I know, I know, The Eagles are terrible. But the most famous line from their most famous song popped into my head yesterday while reading a recent opinion by Judge Humrickhouse in which she denied a debtor’s motion to have its case dismissed. Usually, of course, it’s the other way around: debtors want to stay in bankruptcy and it’s the creditors who want a case dismissed. But In re Surtronics, Inc. is an important reminder that bankruptcy is not always a hospitable place for debtors. And when bankruptcy turns inhospitabable, a debtor doesn’t have an absolute right to leave.
Section 1112(b)(1) provides a list of sixteen causes for a chapter 11 case being dismissed. Most of these can be generally categorized as “uncooperative debtor” kind of activities: not filing what you’re supposed to, not showing up where you’re supposed to, not paying who you’re supposed to pay, etc.

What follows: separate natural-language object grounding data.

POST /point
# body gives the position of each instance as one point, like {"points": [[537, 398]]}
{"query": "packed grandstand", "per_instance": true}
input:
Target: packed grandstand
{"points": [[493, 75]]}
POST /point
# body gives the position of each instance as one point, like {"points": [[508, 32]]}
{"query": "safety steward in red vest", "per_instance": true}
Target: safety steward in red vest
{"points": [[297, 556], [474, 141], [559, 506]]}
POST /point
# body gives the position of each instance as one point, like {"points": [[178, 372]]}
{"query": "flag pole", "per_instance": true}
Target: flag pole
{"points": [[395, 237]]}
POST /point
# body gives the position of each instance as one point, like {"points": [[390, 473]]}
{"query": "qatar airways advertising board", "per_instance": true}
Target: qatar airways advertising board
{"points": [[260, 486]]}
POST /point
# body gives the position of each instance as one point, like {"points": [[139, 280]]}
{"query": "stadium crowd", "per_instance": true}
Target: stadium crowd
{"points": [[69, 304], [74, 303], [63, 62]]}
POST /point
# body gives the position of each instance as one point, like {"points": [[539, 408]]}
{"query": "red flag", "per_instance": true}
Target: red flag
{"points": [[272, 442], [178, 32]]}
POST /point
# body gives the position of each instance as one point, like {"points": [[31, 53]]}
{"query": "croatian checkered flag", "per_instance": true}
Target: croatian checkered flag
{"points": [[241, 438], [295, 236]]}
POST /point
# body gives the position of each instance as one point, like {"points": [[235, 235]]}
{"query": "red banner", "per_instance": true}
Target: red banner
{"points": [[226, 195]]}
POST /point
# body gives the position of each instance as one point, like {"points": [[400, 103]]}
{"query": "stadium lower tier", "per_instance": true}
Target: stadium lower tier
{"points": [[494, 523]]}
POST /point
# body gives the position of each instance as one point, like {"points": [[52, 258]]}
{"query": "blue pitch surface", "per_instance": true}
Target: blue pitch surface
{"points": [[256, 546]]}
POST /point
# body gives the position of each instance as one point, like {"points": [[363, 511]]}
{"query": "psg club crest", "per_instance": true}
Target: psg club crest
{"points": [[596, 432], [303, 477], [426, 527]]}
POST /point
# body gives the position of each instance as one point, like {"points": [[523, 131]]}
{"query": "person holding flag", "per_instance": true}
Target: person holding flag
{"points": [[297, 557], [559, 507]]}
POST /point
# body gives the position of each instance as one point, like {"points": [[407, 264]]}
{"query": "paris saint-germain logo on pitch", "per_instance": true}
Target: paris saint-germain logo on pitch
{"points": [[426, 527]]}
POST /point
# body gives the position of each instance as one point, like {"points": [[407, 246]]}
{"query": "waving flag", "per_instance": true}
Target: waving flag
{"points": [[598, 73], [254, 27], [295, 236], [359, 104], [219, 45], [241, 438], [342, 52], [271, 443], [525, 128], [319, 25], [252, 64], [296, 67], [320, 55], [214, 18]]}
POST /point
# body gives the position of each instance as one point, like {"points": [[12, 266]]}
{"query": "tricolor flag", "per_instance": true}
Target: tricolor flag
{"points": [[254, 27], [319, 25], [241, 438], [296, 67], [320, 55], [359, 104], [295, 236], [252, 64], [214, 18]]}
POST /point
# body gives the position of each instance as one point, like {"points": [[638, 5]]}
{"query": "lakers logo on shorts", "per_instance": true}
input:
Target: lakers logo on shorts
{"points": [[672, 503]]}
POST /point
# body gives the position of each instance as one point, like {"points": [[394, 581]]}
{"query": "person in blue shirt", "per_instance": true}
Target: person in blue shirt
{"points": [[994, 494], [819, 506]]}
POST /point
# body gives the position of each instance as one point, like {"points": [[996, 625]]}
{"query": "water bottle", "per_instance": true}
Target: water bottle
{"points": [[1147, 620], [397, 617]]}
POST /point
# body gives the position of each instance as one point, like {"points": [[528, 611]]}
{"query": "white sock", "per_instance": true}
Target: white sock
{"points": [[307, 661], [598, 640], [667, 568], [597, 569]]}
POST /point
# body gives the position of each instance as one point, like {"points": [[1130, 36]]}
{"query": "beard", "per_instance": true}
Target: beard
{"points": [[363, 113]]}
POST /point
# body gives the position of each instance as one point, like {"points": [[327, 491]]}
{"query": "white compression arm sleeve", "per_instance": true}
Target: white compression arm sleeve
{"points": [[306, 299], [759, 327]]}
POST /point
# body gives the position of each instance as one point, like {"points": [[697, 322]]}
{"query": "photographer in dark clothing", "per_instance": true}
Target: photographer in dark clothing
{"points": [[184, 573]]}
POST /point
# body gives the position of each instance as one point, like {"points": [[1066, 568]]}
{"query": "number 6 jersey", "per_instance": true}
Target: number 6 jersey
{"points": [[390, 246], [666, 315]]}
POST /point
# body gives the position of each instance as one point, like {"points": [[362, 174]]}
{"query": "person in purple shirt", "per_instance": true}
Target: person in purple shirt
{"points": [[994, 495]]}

But the very first “cause for dismissal” is of a slightly different sort. 1112(b)(4)(A) states that “the term ’cause’ includes a substantial or continuing loss to or diminution of the estate and the absence of a reasonable likelihood of rehabilitation.” In other words, when a struggling company fails to turn around its operations and business continues to deteriorate, a debtor is able to raise the white flag and have its case dismissed. In Surtronics, that’s what the debtor claimed had happened. Problem was, business hadn’t deteriorated. In fact, profits were up.

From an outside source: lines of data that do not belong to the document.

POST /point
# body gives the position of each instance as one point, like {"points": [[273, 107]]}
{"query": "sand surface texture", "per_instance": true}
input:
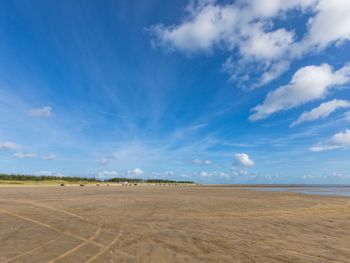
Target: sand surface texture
{"points": [[170, 224]]}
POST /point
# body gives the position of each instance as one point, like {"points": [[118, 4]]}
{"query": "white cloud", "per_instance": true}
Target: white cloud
{"points": [[41, 112], [21, 155], [340, 140], [242, 159], [10, 146], [322, 111], [249, 30], [103, 175], [308, 83], [135, 172], [241, 164], [206, 26], [49, 157], [204, 174], [331, 24], [199, 161], [103, 161], [49, 173]]}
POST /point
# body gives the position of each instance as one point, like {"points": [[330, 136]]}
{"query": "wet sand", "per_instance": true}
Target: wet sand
{"points": [[171, 224]]}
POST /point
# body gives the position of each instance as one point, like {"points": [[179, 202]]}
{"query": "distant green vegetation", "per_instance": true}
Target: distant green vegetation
{"points": [[19, 177]]}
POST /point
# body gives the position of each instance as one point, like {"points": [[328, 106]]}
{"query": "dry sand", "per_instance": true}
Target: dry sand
{"points": [[170, 224]]}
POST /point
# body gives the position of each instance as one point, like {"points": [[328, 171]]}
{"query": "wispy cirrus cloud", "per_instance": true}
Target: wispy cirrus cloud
{"points": [[307, 84], [21, 155], [322, 111], [41, 112], [9, 146], [247, 31]]}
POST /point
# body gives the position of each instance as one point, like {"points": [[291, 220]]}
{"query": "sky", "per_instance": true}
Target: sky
{"points": [[211, 91]]}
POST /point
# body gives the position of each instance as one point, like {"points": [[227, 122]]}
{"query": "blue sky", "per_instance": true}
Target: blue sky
{"points": [[211, 91]]}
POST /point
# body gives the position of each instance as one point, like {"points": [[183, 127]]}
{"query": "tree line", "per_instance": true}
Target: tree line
{"points": [[20, 177]]}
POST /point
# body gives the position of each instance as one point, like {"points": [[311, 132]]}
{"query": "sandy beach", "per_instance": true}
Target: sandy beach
{"points": [[171, 224]]}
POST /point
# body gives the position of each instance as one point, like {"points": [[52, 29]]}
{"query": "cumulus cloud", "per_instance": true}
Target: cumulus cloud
{"points": [[308, 83], [340, 140], [104, 175], [9, 146], [213, 174], [103, 161], [41, 112], [241, 164], [331, 24], [199, 161], [49, 173], [322, 111], [243, 159], [135, 172], [21, 155], [249, 31], [49, 157]]}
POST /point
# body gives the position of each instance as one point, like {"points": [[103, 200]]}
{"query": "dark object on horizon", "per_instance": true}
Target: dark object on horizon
{"points": [[19, 177]]}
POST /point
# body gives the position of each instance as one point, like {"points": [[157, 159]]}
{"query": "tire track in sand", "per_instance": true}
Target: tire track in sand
{"points": [[97, 232], [105, 249], [49, 227], [34, 249]]}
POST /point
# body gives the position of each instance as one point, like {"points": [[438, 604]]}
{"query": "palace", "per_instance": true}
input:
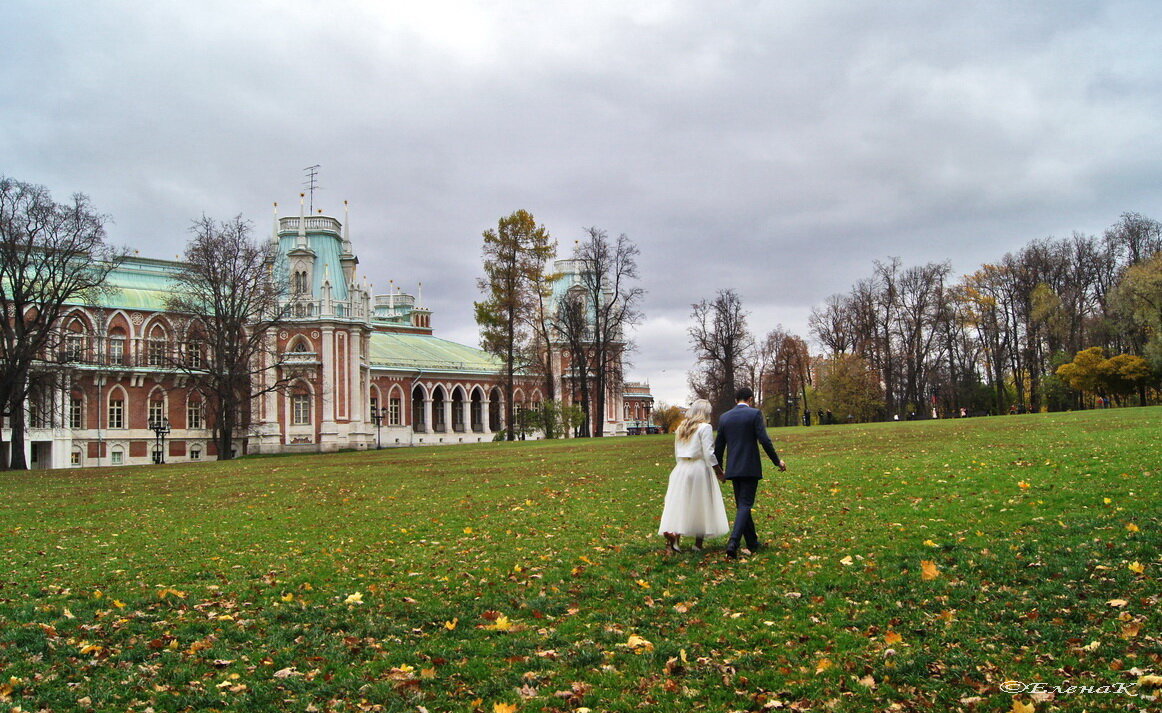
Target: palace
{"points": [[363, 371]]}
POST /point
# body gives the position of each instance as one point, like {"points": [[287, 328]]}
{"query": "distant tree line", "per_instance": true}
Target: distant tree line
{"points": [[1060, 324], [529, 329]]}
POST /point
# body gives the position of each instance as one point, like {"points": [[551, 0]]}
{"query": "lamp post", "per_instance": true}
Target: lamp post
{"points": [[159, 427], [377, 417]]}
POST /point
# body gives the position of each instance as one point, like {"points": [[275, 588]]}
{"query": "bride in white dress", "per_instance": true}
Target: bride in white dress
{"points": [[694, 501]]}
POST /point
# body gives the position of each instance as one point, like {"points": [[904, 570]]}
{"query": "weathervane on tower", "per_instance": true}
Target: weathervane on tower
{"points": [[311, 184]]}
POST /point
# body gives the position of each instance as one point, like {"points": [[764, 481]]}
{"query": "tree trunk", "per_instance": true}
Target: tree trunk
{"points": [[16, 422]]}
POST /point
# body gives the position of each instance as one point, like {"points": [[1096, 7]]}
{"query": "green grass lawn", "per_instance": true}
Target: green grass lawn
{"points": [[912, 567]]}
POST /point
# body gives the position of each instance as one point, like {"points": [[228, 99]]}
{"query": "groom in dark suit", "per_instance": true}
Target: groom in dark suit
{"points": [[740, 431]]}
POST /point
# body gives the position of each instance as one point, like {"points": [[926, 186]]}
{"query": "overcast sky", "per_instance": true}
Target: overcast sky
{"points": [[775, 148]]}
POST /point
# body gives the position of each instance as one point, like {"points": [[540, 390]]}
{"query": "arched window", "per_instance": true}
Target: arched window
{"points": [[117, 345], [116, 409], [156, 346], [300, 407], [195, 412], [77, 409], [418, 423], [74, 340], [395, 408], [156, 409]]}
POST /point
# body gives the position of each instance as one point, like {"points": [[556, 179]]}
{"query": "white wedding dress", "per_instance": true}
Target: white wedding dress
{"points": [[694, 499]]}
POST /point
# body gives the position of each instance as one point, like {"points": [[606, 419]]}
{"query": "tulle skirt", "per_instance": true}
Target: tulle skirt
{"points": [[694, 502]]}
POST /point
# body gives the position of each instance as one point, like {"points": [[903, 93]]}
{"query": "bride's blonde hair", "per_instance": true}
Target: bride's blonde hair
{"points": [[695, 416]]}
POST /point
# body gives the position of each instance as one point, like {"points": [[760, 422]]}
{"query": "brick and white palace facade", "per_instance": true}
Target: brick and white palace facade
{"points": [[363, 371]]}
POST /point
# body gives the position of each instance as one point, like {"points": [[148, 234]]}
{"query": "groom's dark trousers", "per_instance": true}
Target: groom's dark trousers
{"points": [[740, 432]]}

But why would the debtor make such an argument? And, even more curiously, why would the debtor’s landlord object to the argument?
Because sometimes debtors lose certain rights in bankruptcy, and sometimes creditors gain rights that it would not have had outside of bankruptcy. In the instant case, Surtronics‘s landlord had obtained the right to immediately evict the debtor-tenant from its commercial space. If the case had been dismissed, those rights gained by the creditor would have been lost and it would have had to resort to a lengthy state court eviction action. 1112(b)(1) states that dismissal is permitted only if dismissal is in the best interest of the debtor and the creditors. If there are no assets to administer and creditors don’t have any use for the rights and protections that bankruptcy offers them, then dismissal is usually uncontroversial. But in a contentious case where both debtor and creditors have fought hard to gain certain rights under bankruptcy, the court will be sympathetic to a creditor’s pleas to lock the bankruptcy court doors from the outside and finish what it started.